My Rdd has objects like so, stored in pairRdds. Each pair is an object stored in a class (MyClass) variable myObj.
myObj example: obj1 = ((a, b),(A,0,0))
Where the key is (a,b)
and the value is (A,0,0)
Say my example RDD looks like:
Rdd = [((a, b),(A,3,0)), ((a, b),(B,2,7)), ((a, c),(C,5,2)), ((a, d),(D,8,6))]
My final output I would like to look like:
Output = [((a, b),[(A,3,0), (B,2,7)]),((a, c),(C,5,2)), ((a, d),(D,8,6))]
Following some of the examples: `combineByKey`, pyspark and Apache Spark: What is the equivalent implementation of RDD.groupByKey() using RDD.aggregateByKey()?

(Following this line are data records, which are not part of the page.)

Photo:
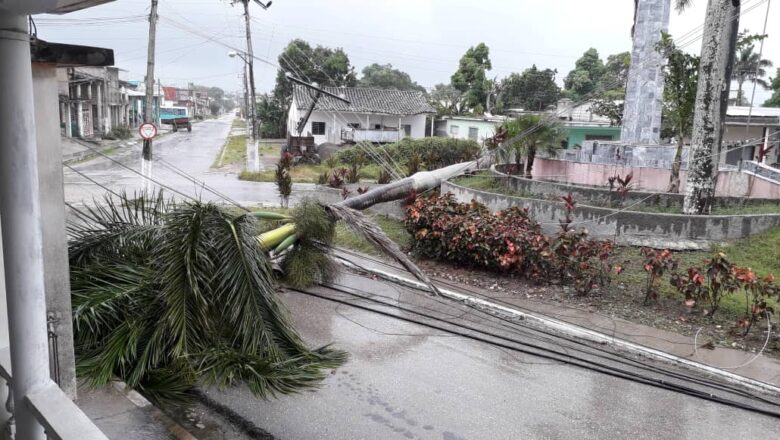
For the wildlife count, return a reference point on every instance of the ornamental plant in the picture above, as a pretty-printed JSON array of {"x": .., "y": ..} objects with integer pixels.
[
  {"x": 709, "y": 284},
  {"x": 656, "y": 263},
  {"x": 757, "y": 291},
  {"x": 507, "y": 241}
]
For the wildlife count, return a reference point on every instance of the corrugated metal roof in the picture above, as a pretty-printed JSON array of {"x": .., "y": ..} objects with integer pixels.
[{"x": 389, "y": 102}]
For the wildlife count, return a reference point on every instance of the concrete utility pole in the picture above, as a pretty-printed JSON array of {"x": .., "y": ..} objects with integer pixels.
[
  {"x": 644, "y": 91},
  {"x": 250, "y": 64},
  {"x": 146, "y": 159},
  {"x": 719, "y": 43}
]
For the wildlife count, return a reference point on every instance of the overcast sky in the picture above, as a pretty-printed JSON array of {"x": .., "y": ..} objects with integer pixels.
[{"x": 425, "y": 38}]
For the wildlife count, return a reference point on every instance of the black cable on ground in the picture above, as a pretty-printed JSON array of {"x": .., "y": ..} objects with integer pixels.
[
  {"x": 624, "y": 359},
  {"x": 549, "y": 338},
  {"x": 246, "y": 426},
  {"x": 551, "y": 355}
]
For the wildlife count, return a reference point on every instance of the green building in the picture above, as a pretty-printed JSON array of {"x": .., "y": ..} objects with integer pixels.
[{"x": 579, "y": 132}]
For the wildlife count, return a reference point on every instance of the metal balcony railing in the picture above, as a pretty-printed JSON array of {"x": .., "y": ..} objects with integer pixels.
[{"x": 59, "y": 416}]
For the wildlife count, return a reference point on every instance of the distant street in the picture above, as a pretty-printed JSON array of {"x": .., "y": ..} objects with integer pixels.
[
  {"x": 406, "y": 379},
  {"x": 191, "y": 153}
]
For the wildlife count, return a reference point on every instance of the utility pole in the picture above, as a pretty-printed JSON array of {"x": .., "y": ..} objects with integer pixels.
[
  {"x": 246, "y": 97},
  {"x": 250, "y": 65},
  {"x": 146, "y": 159}
]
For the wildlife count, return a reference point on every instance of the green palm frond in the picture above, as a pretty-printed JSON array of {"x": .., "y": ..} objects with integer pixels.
[{"x": 158, "y": 285}]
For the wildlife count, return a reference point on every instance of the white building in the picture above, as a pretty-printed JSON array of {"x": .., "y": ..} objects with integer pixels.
[
  {"x": 372, "y": 115},
  {"x": 469, "y": 127}
]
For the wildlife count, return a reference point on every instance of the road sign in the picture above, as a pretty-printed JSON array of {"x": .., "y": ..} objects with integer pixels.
[{"x": 147, "y": 131}]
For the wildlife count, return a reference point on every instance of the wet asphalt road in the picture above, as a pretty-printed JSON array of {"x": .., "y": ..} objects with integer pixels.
[
  {"x": 192, "y": 153},
  {"x": 407, "y": 381}
]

comb = cell_location_flat.combineByKey(
lambda row: [row],
lambda rows, row: rows + [row],
lambda rows1, rows2: rows1 + rows2,
)
print(comb.collect())
I get the following error.
Caused by: org.apache.spark.api.python.PythonException: Traceback (most recent call last):
File "/usr/local/spark/python/lib/pyspark.zip/pyspark/worker.py", line 372, in main
process()
File "/usr/local/spark/python/lib/pyspark.zip/pyspark/worker.py", line 367, in process
serializer.dump_stream(func(split_index, iterator), outfile)
File "/usr/local/spark/python/lib/pyspark.zip/pyspark/rdd.py", line 2499, in pipeline_func
File "/usr/local/spark/python/lib/pyspark.zip/pyspark/rdd.py", line 2499, in pipeline_func
File "/usr/local/spark/python/lib/pyspark.zip/pyspark/rdd.py", line 352, in func
File "/usr/local/spark/python/lib/pyspark.zip/pyspark/rdd.py", line 1861, in combineLocally
File "/usr/local/spark/python/lib/pyspark.zip/pyspark/shuffle.py", line 238, in mergeValues
for k, v in iterator:
TypeError: 'MyClass' object is not iterable
Any ideas on what I am doing wrong? Thanks for any replies!